Chris Aalberts en Maurits Kreijveld pleiten daarom voor een duidelijk definitie van nepnieuws.
Een van de antwoorden op het probleem van nepnieuws is de inzet van factcheckers. Die kunnen immers vaststellen welk nieuws wel en niet klopt. Maar factcheckers kunnen het nepnieuwsprobleem nooit volledig oplossen: er is simpelweg te veel werk.
Google, Facebook en Twitter gebruiken voortdurend algoritmes om te bepalen in welke volgorde en op welke manier we nieuws in onze tijdlijnen te zien krijgen. Door hun strijd tegen nepnieuws komen daar nieuwe criteria bij. Onwaarschijnlijke berichten krijgen sneller een lage ranking in tijdlijnen en zoekresultaten.
Het automatiseren van nepnieuwsbestrijding is interessant maar leidt tegelijkertijd tot meer filtering van informatie en systemen die daarover beslissen. Menselijke controle, nuance en satire, debat en kritische journalistiek ontbreken daarin. Kunstmatige intelligentie mag dan een veelbelovende technologie zijn, het is nog niet de door velen gehoopte oplossing voor nepnieuws.
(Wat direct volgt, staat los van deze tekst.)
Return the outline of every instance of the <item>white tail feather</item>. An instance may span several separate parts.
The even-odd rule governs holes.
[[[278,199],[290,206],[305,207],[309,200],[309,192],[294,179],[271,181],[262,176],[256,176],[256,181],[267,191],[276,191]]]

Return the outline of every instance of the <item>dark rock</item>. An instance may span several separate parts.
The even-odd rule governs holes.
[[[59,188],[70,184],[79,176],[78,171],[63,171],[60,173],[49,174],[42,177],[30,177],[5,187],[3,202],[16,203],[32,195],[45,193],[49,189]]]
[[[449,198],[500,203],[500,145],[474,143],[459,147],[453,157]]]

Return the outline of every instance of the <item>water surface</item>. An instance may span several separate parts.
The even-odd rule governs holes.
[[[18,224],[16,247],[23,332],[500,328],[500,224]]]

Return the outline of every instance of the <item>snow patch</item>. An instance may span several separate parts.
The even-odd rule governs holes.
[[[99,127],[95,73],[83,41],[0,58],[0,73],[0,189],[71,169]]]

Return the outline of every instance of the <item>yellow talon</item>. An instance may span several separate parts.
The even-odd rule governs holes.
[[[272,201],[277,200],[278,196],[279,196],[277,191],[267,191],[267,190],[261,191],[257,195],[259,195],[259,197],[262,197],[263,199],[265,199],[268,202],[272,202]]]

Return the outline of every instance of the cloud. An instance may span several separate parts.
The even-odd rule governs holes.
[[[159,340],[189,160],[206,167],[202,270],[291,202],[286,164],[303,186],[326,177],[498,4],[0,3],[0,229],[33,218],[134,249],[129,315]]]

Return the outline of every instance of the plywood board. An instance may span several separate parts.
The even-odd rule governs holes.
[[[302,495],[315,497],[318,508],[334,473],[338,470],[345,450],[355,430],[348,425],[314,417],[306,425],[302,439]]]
De oplossing van de bestrijding van nepnieuws moet volgens Maurits Kreijveld en Chris Aalberts niet gezocht worden in het filteren maar in de pluriformiteit van media, die op transparante wijze informatie interpreteren, rangschikken en aanbieden. In plaats van burgers te pamperen en ervoor te zorgen dat ze niet meer met ‘nepnieuws’ in aanraking komen, zouden nieuwsmedia en politici de burger meer moeten prikkelen en moeten helpen om weerbaar te worden, te leren omgaan met een wereld waarin nieuws voortdurend in ontwikkeling is en er altijd debat zal zijn.